## Week-2: Create a simple linear classifier using pure tensorflow

### Problem Definition: Use a linear regression model to classify images from MNIST

![Linear_Classifier_Tensorflow.jpg](attachment:Linear_Classifier_Tensorflow.jpg)

### Get the input data (only the first 'n' labels) from MNIST

In [1]:
import tensorflow as tf
from tensorflow.examples.tutorials.mnist import input_data

def mnist_features_labels(n_labels):
    """
    Gets the first <n> labels from the MNIST dataset
    :param n_labels: Number of labels to use
    :return: Tuple of feature list and label list
    """
    mnist_features = []
    mnist_labels = []

    mnist = input_data.read_data_sets('MNIST', one_hot=True)

    # In order to make quizzes run faster, we're only looking at 10000 images
    for mnist_feature, mnist_label in zip(*mnist.train.next_batch(10000)):

        # Add features and labels if it's for the first <n>th labels
        if mnist_label[:n_labels].any():
            mnist_features.append(mnist_feature)
            mnist_labels.append(mnist_label[:n_labels])

    return mnist_features, mnist_labels

In [2]:
# set the number of labels we will be using
n_labels = 3

In [3]:
train_features, train_labels = mnist_features_labels(n_labels)

Extracting MNIST/train-images-idx3-ubyte.gz
Extracting MNIST/train-labels-idx1-ubyte.gz
Extracting MNIST/t10k-images-idx3-ubyte.gz
Extracting MNIST/t10k-labels-idx1-ubyte.gz


In [76]:
len(train_features)

3118

In [5]:
len(train_labels)

3118

In [78]:
type(train_features[0])

numpy.ndarray

In [79]:
train_features[1].shape

(784,)

In [80]:
print(train_features)

IOPub data rate exceeded.
The notebook server will temporarily stop sending output
to the client in order to avoid crashing it.
To change this limit, set the config variable
`--NotebookApp.iopub_data_rate_limit`.


In [66]:
# set the number of features that will be input to the net
n_features = 784

In [67]:
n_hidden = 100

### Tensorflow Variables.

Last week we learned about 'Constants' and 'placeholders' in tensorflows.

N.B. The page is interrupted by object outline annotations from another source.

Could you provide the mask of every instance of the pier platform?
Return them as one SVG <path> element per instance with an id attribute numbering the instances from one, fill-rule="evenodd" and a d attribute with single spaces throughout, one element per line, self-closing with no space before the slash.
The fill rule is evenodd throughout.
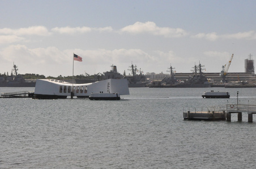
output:
<path id="1" fill-rule="evenodd" d="M 226 105 L 226 118 L 227 122 L 231 121 L 231 114 L 237 113 L 237 120 L 242 121 L 242 113 L 248 114 L 248 122 L 253 122 L 253 114 L 256 114 L 256 105 L 253 104 L 227 104 Z"/>
<path id="2" fill-rule="evenodd" d="M 34 96 L 34 91 L 21 91 L 15 92 L 1 93 L 0 98 L 32 98 Z"/>
<path id="3" fill-rule="evenodd" d="M 185 110 L 186 109 L 186 110 Z M 206 110 L 205 110 L 206 109 Z M 218 106 L 217 109 L 186 108 L 184 108 L 183 117 L 187 120 L 224 121 L 231 122 L 232 114 L 237 113 L 238 121 L 242 121 L 242 113 L 248 114 L 248 122 L 253 122 L 253 115 L 256 114 L 256 105 L 227 104 L 225 108 Z"/>
<path id="4" fill-rule="evenodd" d="M 226 120 L 225 111 L 223 110 L 212 110 L 207 108 L 197 109 L 189 108 L 187 111 L 183 112 L 184 119 L 204 120 L 204 121 L 225 121 Z"/>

Remember that constants cannot change in tensorflow, while placeholders are dummy variables, which can be input during a session.run() call. Tensorflow variables, additionally, are a critical piece of the tensorflow library. They are used for weights and biases which need to be updated internally while learning a model.

In [83]:
weights_hidden = tf.Variable(tf.random_normal([n_features, n_hidden], stddev=1), name="weights_hidden")

In [84]:
weights_out = tf.Variable(tf.random_normal([n_hidden, n_labels], stddev=1), name="weights_out")

In [85]:
biases_hidden = tf.Variable(tf.random_normal([n_hidden], stddev=1), name="biases_hidden")

In [86]:
biases_out = tf.Variable(tf.random_normal([n_labels], stddev=1), name="biases_out")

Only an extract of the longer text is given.